Pilot: Teruel, Spain
Innovative ways to create an audience for industrial heritage sites as iconic architecture places and “modern cathedrals” telling the history of European flourishing manufacturing. Industrial revolutions have always generated deep cultural changes in society, while they have been also oriented by scientific and cultural evolutions. The types of industries and manufacturing activities in diverse European territories have profoundly influenced local culture and history, for example, coal, mining, textile industries, while they have stimulated the development of arts and design, as in the European Bauhaus, generating iconic architectures and products. European industrial heritage represents a unique testimony of this creativity, while the visit to contemporary innovative craft/production places could be enhanced as ‘real world’ cultural experiences, also stimulating the entrepreneurial spirit and promoting responsible entrepreneurial culture
Pilot: Västra Götaland, Sweden
Transformative travel permanently affects you: it focuses on learning and educational experiences, self-reflection, self-discovery or re-discovery, and integrates the experiences enjoyed during the trip back into the visitor’s daily life back home. Travelling alone can be a way to develop confidence and new social skills. This is a growing tourism segment, including not only single millennials but even middle-aged people. However, women travelling alone or in small groups do not always feel safe and trustful of local people. This includes finding new ways for making women feel comfortable, find trustful local people, and develop soft skills through cultural tourism.
Home working has been one of the primary effects of the pandemic. As the situation pursued, an increasing number of workers, especially creative and cultural industry workers, have started to look for remote working destinations. Some authorities and organisations in charge of tourism are looking into long-term attraction of this visitor’s segment, hoping that this trend will stay beyond the long-tail of the pandemic in order to support local economies without displacing any permanent residents’ jobs
Another impact of the pandemic is the increasing trend of so-called proximity tourism, also known as “staycation”: this is a practice that consists of travelling close-by to one’s daily environment. Citizens re-discover nearby cultural and natural sites, becoming “tourist at home”. What motivated travellers to pick this option is the willingness to rediscover a place in a different way, organising various tourist activities, living unusual experiences and responding to a need for a break from everyday life while remaining in an environment close to home.

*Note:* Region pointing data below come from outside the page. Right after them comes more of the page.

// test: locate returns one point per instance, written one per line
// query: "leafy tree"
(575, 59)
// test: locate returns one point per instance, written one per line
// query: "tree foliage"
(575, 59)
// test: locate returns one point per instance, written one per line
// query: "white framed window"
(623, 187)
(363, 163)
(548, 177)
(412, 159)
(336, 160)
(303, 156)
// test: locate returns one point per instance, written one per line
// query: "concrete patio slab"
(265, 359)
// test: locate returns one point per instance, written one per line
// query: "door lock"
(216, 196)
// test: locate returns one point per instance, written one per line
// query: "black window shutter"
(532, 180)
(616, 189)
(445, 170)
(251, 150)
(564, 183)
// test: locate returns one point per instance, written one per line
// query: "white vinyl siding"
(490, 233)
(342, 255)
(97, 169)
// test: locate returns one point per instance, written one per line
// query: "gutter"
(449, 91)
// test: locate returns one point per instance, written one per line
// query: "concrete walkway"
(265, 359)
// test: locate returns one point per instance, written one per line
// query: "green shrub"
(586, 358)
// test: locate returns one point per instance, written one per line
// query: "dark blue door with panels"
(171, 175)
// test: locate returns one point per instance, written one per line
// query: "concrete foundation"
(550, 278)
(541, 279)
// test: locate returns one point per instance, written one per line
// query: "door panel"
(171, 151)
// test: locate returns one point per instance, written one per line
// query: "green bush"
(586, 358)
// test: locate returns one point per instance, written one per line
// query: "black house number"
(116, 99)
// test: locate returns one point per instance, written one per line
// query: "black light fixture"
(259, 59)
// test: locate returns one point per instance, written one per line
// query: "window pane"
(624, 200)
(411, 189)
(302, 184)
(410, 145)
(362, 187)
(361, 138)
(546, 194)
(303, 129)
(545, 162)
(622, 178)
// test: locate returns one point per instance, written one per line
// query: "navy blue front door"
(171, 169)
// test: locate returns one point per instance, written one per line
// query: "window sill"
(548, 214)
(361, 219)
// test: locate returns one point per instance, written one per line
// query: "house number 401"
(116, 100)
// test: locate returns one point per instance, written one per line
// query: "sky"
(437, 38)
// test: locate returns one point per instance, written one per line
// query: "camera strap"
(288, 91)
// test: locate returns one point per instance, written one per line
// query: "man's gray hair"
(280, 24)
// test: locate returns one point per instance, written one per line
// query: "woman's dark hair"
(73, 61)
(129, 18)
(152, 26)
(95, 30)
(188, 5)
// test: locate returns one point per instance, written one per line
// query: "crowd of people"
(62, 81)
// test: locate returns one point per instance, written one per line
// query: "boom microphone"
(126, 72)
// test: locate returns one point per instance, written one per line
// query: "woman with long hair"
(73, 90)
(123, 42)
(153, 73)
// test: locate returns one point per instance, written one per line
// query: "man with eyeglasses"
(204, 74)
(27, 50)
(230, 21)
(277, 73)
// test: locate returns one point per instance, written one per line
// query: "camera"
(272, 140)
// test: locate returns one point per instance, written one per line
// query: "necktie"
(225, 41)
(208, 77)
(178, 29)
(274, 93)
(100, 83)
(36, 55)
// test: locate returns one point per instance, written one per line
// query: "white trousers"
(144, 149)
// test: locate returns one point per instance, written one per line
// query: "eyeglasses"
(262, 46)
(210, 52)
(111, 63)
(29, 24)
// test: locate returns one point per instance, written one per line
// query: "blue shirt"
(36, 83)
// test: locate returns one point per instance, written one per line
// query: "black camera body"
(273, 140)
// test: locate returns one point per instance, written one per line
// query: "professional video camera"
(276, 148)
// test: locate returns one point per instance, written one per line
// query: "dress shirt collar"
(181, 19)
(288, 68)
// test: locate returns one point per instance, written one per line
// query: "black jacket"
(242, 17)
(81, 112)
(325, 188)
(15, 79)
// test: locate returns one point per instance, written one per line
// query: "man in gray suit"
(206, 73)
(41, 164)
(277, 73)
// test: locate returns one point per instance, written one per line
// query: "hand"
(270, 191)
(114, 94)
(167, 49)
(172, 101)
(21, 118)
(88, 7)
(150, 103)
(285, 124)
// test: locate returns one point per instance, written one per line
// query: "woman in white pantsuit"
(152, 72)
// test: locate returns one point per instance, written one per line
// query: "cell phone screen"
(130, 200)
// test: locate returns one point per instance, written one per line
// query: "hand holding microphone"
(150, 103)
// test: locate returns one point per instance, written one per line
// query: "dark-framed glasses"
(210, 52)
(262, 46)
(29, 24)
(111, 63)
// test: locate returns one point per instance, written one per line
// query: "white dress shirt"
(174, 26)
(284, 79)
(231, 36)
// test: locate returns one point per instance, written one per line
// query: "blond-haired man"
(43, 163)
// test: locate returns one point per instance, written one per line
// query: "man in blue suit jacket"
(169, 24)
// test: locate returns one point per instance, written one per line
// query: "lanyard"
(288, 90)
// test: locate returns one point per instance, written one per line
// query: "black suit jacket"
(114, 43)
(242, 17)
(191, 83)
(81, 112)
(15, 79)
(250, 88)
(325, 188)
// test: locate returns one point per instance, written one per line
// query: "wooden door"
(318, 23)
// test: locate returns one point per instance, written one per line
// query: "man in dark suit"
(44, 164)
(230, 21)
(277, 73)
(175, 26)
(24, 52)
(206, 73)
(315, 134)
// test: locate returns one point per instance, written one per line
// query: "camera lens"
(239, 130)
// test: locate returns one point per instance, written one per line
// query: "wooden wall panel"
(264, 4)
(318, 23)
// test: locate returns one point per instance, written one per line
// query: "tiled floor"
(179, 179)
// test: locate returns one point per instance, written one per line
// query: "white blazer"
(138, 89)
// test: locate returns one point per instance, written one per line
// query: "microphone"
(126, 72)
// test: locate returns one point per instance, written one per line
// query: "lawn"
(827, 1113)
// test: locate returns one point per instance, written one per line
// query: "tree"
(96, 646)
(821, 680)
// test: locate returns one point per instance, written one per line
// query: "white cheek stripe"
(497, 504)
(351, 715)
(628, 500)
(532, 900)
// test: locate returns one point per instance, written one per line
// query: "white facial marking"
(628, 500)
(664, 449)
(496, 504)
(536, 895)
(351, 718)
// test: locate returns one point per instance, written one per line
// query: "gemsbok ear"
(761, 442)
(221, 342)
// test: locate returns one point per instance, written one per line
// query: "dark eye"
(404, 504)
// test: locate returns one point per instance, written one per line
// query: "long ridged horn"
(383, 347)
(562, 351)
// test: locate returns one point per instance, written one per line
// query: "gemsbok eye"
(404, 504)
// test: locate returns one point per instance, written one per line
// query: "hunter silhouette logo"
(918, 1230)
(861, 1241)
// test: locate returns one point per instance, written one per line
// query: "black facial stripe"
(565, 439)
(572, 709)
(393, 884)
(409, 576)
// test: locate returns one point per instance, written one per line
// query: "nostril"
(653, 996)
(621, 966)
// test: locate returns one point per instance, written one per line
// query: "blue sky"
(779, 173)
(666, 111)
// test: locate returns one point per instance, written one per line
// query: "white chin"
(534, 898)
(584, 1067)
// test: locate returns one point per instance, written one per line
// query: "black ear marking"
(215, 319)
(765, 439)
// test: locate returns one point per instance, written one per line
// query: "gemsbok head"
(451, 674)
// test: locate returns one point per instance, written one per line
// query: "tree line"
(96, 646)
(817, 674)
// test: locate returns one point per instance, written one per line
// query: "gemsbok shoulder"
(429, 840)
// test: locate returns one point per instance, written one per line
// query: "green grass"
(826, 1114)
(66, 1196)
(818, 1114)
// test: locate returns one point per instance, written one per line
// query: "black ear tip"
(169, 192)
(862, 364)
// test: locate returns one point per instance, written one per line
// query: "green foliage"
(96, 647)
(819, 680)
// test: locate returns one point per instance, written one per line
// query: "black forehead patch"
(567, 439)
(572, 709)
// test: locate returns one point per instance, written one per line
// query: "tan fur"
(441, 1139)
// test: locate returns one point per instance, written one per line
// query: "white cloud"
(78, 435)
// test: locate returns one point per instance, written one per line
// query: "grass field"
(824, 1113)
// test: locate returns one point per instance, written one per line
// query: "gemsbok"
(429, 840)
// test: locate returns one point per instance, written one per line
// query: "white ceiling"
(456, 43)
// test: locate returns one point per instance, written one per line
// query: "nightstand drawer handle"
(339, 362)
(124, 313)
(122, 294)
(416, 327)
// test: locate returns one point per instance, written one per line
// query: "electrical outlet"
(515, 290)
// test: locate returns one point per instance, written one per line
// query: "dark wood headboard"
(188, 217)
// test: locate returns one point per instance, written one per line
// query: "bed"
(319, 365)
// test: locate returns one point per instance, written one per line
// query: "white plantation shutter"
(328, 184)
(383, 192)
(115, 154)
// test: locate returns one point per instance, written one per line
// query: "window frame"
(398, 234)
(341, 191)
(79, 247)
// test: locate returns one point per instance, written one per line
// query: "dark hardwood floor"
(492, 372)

Explore different forms of alternative travel which aim to discover authentic ‘unusual’, “un-exceptional”, ordinary / ‘daily life’ places, which are not included in conventional cultural tourism itineraries, but can be representative of the authentic, ‘real’ cultural life of places, also discovering particular places in which social and cultural innovation is developed by active local organizations, artists and innovators, turning visitors into ‘temporary residents’. This includes also providing new ways to integrate visitors and residents daily life, promoting for example locals guides and/or unconventional digital guides able to enlighten ‘ordinary’ places through alternative itineraries, creative interpretation and unusual/engaging storytelling.